Christians in India said on Monday that the Hindu nationalist government of Prime Minister Narendra Modi had not done enough to protect their religion, after a spate of attacks including the rape of a 75-year-old nun at the weekend.
Christians prayed and held vigils across the country to protest against the rape during an armed assault on a convent school, the worst in a series of incidents that followers of the faith say are making them feel unwelcome in their own country.
The convent attack also comes in the same month an interview emerged of a man being held on death row for a fatal gang rape in which he showed no remorse and blamed the victim.
The government banned the documentary, “India’s Daughter”, a decision which angered some Indians who said it should be aired to highlight the prevalence of gender inequality and sex crimes.
Father Savari Muthu, spokesman for the Delhi Catholic Archdiocese and a national Church organiser, said the government had not taken “concrete action to protect Christians.
“We have to raise our voice against the atrocities. Christians will not tolerate this humiliation,” he said, joining critics who say Modi has not done enough to ensure religious harmony in a country with a history of inter-faith bloodshed.
The motive for the assault and armed robbery in the eastern state of West Bengal on Saturday was not clear.
MOTHER TERESA LEGACY QUESTIONED
It happened weeks after the leader of India’s main Hindu nationalist group said the charitable work of West Bengal-based Mother Teresa had been aimed at religious conversion.
Critics say the remarks by the leader of the Rashtriya Swayamsevak Sangh (RSS), an organization close to the government, contributed to a climate where Christians are seen as outsiders, despite a more than 1,500-year presence in India.
“I am not Indian any more, at least in the eyes of the proponents of the Hindu Rashtra,” prominent retired police chief Julio Ribeiro wrote in a column for the Indian Express paper.
The RSS condemned the rape.
“No attack should be tolerated on any woman in India.

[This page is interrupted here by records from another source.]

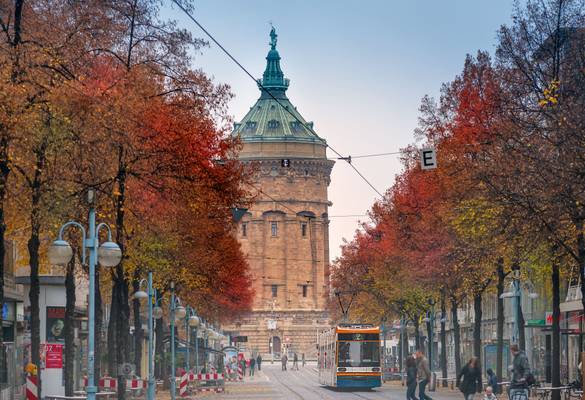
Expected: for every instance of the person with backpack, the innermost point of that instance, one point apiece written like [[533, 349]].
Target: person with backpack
[[493, 380], [522, 378], [411, 381], [424, 374], [471, 382]]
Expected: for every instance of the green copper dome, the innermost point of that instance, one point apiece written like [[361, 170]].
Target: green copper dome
[[268, 120]]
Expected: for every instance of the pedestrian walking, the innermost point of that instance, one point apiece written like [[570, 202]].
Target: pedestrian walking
[[522, 378], [489, 394], [424, 375], [411, 378], [259, 362], [493, 380], [469, 379]]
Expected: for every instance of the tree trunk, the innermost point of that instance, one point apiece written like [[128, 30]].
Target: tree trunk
[[4, 173], [581, 256], [99, 326], [443, 337], [159, 355], [33, 253], [556, 330], [69, 331], [456, 335], [34, 294], [477, 328], [119, 326], [417, 343], [138, 331], [521, 330], [500, 317]]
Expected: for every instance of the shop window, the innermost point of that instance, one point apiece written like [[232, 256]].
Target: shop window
[[303, 229], [274, 228]]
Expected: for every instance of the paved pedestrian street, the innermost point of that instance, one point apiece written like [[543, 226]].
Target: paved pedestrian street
[[272, 383]]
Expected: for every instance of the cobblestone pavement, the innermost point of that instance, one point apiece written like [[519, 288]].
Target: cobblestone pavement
[[272, 383]]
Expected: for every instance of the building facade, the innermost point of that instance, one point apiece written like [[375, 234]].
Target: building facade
[[285, 234]]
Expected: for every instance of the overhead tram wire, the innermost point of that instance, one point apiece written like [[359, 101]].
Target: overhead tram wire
[[309, 129]]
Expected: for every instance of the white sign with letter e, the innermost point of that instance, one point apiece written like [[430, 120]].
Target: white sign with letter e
[[428, 158]]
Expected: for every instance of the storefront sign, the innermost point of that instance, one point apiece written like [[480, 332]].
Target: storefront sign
[[53, 356], [548, 318], [55, 324]]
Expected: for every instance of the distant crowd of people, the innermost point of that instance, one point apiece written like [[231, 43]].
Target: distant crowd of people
[[284, 361], [469, 379]]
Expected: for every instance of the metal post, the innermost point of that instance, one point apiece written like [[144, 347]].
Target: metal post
[[196, 351], [150, 339], [187, 331], [517, 299], [91, 244], [173, 382]]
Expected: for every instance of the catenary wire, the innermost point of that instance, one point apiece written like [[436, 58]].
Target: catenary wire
[[192, 18]]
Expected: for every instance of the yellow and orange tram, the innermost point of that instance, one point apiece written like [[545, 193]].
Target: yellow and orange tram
[[349, 356]]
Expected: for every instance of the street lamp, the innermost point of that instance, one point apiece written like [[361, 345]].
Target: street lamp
[[150, 295], [430, 319], [177, 311], [191, 321], [108, 254], [516, 295]]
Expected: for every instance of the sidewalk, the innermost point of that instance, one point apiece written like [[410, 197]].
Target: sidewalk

Be it a Hindu, a Muslim or a Christian,” Suresh Joshi, RSS general secretary, told reporters on Sunday.
Opposition lawmakers in the upper house of parliament on Monday said the attack could damage the secular fabric of the country, where about a fifth of 1.27 billion people identify themselves as belonging to faiths other than Hinduism. The large majority of those are Muslims.

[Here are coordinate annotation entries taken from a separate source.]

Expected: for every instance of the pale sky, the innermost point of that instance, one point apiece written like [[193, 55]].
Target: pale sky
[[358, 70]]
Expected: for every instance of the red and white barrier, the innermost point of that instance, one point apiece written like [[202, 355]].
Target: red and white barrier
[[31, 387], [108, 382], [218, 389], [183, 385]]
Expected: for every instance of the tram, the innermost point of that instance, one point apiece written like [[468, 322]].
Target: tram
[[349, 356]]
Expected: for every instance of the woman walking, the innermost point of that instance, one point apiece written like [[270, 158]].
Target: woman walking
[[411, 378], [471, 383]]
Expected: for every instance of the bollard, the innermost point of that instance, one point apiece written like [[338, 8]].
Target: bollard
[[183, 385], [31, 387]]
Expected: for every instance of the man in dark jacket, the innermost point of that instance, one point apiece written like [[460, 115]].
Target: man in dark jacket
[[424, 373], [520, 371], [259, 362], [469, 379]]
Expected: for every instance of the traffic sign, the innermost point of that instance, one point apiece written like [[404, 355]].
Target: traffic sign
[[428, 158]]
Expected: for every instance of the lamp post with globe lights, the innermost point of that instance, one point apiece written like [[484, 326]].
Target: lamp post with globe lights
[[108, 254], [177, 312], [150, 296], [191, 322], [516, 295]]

Since December, half a dozen churches have been vandalised, at the same time as conservative groups have campaigned to convert to Hinduism members of “foreign religions” such as Islam and Christianity.
In February, shortly after U.S. President Barack Obama called for respect for religious freedom in India, Modi broke a long silence on the subject and, speaking at a church event, vowed a crackdown on religious violence.
Muthu said schools across the country were holding prayer meetings on Monday. Christians held a silent protest in the streets of Mumbai on Sunday.
Protesters demanded more security for churches and other religious institutions. On Sunday, a Catholic church being built in the northern state of Haryana was vandalised and its cross replaced with a small statue of a Hindu god.
Police in West Bengal said they had detained five of seven men who broke into the Convent of Jesus and Mary School in Nadia district, northeast of Kolkata, capital of West Bengal. The man suspected of rape has not been caught.
The rape victim was discharged from hospital on Sunday night and appealed for peace, said Jaydeep Saha, a police official investigating the crime.